Anyway, to biz. I'd love to see the network effect of the Scuttle-verse combine forces with those of the fediverse. If I could move to Scuttlebutt, and still keep up contact with my followees/ followers on sites running GNU Social, Mastodon, Friendica etc, without having to maintain two social network presences, that would make using an SSB client much more attractive to me. It would also open up a much larger range of potential friend connection to people already using SSB.
The quickest way to do that would be to create some kind of integration with ActivityPub. AP is far from perfect, but except for Diaspora, all of the apps currently making up the OStatus fediverse and the Diaspora federation are going to be rolling it out (or have already). Plus a range of other (micro-)blogging, file-storage, media-sharing, and code forge apps have plans to implement it too. AP has both a server-to-server and server-to-client protocol suites in the standard, so the fact that SSB is P2P not server-based isn't necessarily a show-stopper.

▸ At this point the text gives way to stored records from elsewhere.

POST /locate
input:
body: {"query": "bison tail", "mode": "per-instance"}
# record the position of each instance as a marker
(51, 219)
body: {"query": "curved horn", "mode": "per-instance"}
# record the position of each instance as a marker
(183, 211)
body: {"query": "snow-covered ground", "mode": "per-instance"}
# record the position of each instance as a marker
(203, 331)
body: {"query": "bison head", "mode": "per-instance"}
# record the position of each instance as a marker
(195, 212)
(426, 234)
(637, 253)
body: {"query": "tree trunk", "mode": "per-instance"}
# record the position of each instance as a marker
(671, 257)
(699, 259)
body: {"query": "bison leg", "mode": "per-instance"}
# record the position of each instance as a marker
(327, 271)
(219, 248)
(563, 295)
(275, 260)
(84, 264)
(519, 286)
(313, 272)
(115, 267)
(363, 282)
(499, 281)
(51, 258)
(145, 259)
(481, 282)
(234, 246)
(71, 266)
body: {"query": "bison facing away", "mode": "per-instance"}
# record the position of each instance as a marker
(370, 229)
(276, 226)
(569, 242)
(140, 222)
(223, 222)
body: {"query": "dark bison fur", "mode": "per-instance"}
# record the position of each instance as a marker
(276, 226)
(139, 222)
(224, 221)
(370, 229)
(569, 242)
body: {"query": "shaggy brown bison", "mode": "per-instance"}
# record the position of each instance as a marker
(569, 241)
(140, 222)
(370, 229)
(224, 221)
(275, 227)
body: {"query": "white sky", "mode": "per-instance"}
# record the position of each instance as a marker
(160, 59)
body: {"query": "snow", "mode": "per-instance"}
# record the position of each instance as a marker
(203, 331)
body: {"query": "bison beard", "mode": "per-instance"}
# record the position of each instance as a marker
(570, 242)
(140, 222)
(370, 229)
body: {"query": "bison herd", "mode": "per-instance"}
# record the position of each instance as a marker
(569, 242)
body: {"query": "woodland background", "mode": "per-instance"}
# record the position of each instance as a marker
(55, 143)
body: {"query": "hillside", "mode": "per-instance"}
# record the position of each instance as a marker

I also suggest taking a look at whether you could inter-operate with Zot somehow. It's a ground-breaking protocol that allows cool things like Nomadic Identity and secure, decentralized, private messaging. Hubzilla is currently the only app that implements it, but the process of creating a separate implementation, especially one that isn't a GLAMP stack (Hubzilla is PHP and hubs usually use MySQL), could really help other devs get their heads around it.